In 2010, Apple launched its platform for iOS device management, a move that put third-party vendors at the heart of the enterprise mobility management (EMM) industry. A lot has happened during the years since, including the BYOD craze, new app development and deployment models, Android Enterprise, the failure of Microsoft’s mobile device platform, and a pandemic that turned everything about work on its head.
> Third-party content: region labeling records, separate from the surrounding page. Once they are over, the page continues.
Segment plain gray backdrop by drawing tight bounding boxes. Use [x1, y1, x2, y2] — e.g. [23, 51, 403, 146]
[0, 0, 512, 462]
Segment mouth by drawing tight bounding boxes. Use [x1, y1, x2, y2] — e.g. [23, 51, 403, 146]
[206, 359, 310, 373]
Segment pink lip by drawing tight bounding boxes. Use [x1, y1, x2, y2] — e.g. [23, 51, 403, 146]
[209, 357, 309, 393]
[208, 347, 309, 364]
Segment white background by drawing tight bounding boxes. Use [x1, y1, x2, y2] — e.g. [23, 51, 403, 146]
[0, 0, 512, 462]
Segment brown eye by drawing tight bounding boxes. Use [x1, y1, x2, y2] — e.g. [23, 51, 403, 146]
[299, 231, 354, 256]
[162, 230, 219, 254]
As we inch back to a more normal work experience, it seems like a good time to reflect on how enterprise mobility has enabled workers in every industry, how IT has managed mobility, how companies have leveraged mobile platforms to transform the way we work, and how mobile has changed our very conception of work. As we do, we’ll look at some of the lessons IT has learned along the way.
Enterprise mobility became about much more than managing mobile devices
Between 2010 and 2012, the EMM industry virtually exploded with companies new and old before consolidating sharply. As mobile devices became ever more entwined with our work and personal lives, EMM changed from an add-on technology to one that is built by major enterprise computing vendors and bundled with other enterprise management services.
At the same time, the capabilities of EMM products grew, starting with simple mobile device management (MDM) and adding in mobile application management (MAM), mobile content management (MCM), network and service management, advanced security features, and the ability to manage additional devices such as PCs and Internet of Things devices. Nowadays most EMM vendors call their products Unified Endpoint Management (UEM) platforms.